Before the curtain rose for each story, Lola Basyang, charmingly portrayed by an “aging” Luz Fernandez, read it to curious children — Ma. Angela Tuazon, Precious Marie Aguba and Brian Sevilla — all asking provocative questions. The engaging Missy Macuja Elizalde as Ate Missy, dancing in the image of her mother Lisa, introduced each tale, her steps clean and precise, her technique admirably controlled — despite her youth — in the swift, light, breezy turns.

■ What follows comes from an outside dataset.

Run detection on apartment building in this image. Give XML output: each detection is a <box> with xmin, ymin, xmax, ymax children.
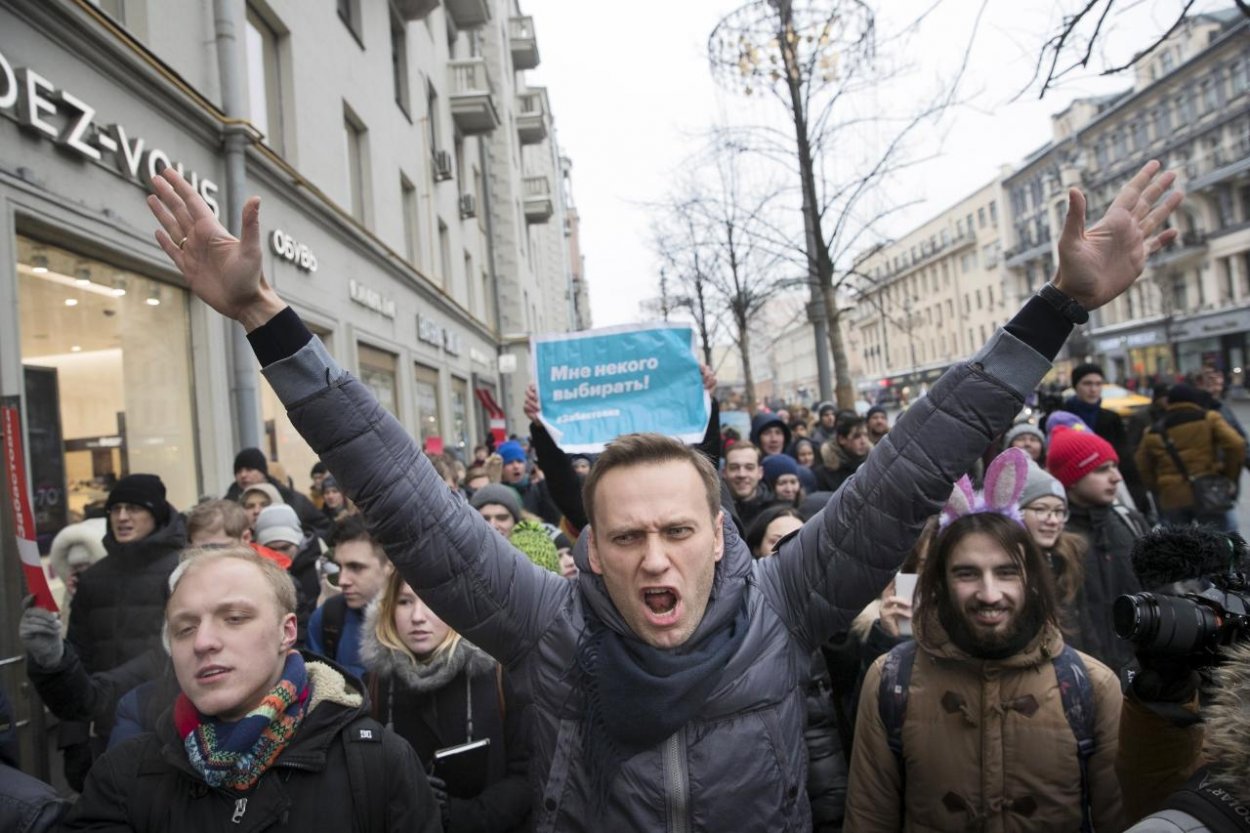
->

Twelve Happy Princesses hewed most clearly and eloquently to the storyline, the audience following its delineation from start to finish. On the other hand, in Anting Anting, for instance, a sequence showed Michael Divinagracia as the lazy Huwan — his delightful, amusing miming considerably regaled — drawn with considerable curiosity toward a mound covered by old clothing. He approached the mound several times, greatly tempted to touch it and remove its cover. After a while, Huwan’s curiosity was totally ignored, leaving the audience wondering what the mound was.
As the oldest princess, Lisa conveyed her usual elan, brio, piquancy and brilliance, her gallant partner Rudy de Dios as Silvio landing softly after soaring leaps. How adroitly he lifted Lisa while she buoyantly “floated”! The other princesses exhibited fluid grace; the princes, striking virility.
The dancers were Tiffany Chiang, Marika Capati/Joan Emery Sia, Violet Hong/Jan Erika Basilio, Naomi Jaena, Jasmine San Juan, Jisso Yang, Czarina Villegas, Sofia Mae Costales, Suji Kim/Eunmi Oh, Hyo-BiLee, Jung Won Shin (princesses); Francis Cascaño, Arnulfo Andrade, Sergio Capa III, Anselmo Dictado, Earvin Guillermo, Junmark Sumaylo, Alfren Salgado, Glenn Ragel/Romeo Peralta, Kenneth del Rosario, Manny Febra and Francis Jaena (princes).
Hari was Marcus Tolentino; Infanta, Jonathan Janolo; Old Woman, Eileen Lopez; White Cat, Alvin Dictado/John Carl Concepcion.
The cast was so huge, only the most important members can be added. In The Palace of the Dwarfs, Harold Salgado was Lard; Joan Emeri Sia, Yani; Romeo Peralta, the bird-prince who marries Yani. The lead dwarfs were Sofia Sangco-Peralta/Diana Sobrevilla, Naomi Jaena, Gerardo Francisco Jr., Alvin Santos and Roduardo Ma. Divinagracia, the cowardly Huwan, fails to win Dawn Mangahas as Meling despite his anting anting. In supporting roles were Marcus Tolentino as Tandang Selo, Junmark Sumaylo as Rodrigo, and Florante Oliva as Bata.
The twelve Happy Princesses was strictly balletic; the other numbers fused classic ballet with modern dance.
Deserving highest praise were stage director Roxanne Lapus, set designer Jonathan Janolo, costume designer Michael Angelo Albay and stage manager Eric Añonuevo.
The collective, tightly coordinated achievement of the tremendous number of participants onstage and off was indeed a mesmerizing, dazzling feat. Long live Lola Basyang!